Wednesday, June 16, 2010

setiQuest Crab Pulsar

The baudline signal analyzer was used to analyze the setiQuest Crab Pulsar (PSR B0531+21) data file. The quadrature data has a sample rate of 8738133.333 samples/second and a base frequency of 1420.0 MHz. The 9.77 GB of data is 9 minutes and 32.5 seconds in duration (572.5 seconds).

The following command line was used to stream the Crab Pulsar data files into baudline:

cat 2010-03-26-crab-8bit-* | baudline -session setiquest -stdin -format s8 -channels 2 -quadrature -flipcomplex -samplerate 8738133 -pause -utc 0

A 65536 point FFT for a 266.67 Hz/bin resolution was used to create the image below.


Hydrogen is the hump in the center of the spectrum at +200 kHz. A weak tone on the right side of the Average display in the bottom of the filter roll-off will be investigated in more detail below. This small tone was measured with the fundamental Hz window to be at +4315732.753 Hz. Another feature of interest are the horizontal bands in the main spectrogram display. Using the periodic bars these bands were measured to have a periodicity of 3.489 seconds.
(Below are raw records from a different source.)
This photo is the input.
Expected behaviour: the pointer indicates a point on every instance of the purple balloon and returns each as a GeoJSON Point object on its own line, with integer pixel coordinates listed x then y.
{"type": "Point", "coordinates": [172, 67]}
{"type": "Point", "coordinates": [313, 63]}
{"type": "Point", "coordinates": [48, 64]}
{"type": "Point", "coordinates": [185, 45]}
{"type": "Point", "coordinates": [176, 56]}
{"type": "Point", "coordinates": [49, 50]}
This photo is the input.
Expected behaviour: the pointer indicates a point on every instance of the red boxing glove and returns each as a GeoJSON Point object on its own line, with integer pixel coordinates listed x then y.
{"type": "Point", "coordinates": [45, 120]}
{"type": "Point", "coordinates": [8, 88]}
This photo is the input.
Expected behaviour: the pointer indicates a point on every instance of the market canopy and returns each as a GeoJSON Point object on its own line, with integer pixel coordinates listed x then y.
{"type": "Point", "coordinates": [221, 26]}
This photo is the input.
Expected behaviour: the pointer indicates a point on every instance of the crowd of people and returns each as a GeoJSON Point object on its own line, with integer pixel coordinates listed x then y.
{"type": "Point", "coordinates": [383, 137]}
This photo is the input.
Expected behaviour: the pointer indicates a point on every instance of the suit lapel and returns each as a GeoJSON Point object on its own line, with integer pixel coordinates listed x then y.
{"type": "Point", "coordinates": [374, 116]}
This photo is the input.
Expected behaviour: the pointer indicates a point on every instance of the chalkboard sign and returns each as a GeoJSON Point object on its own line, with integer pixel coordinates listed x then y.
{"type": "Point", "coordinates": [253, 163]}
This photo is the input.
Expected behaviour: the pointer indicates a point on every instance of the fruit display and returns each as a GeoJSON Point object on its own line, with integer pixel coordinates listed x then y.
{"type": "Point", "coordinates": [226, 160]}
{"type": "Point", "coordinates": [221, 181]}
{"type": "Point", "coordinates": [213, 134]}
The magnitude time domain operation was selected in the input Channel Mapping window along with a prototype summing option in the Waveform display at a timebase of 65536X to create the image below.


This looks like a sine wave that has the top of it's positive cycle clipped. Using the periodic bars again, the periodicity was measured to be 3.5 seconds. Only two and half cycles were used here which is why the above spectrogram measurement has more accuracy.

Here is the same Waveform display from a section farther into the data file.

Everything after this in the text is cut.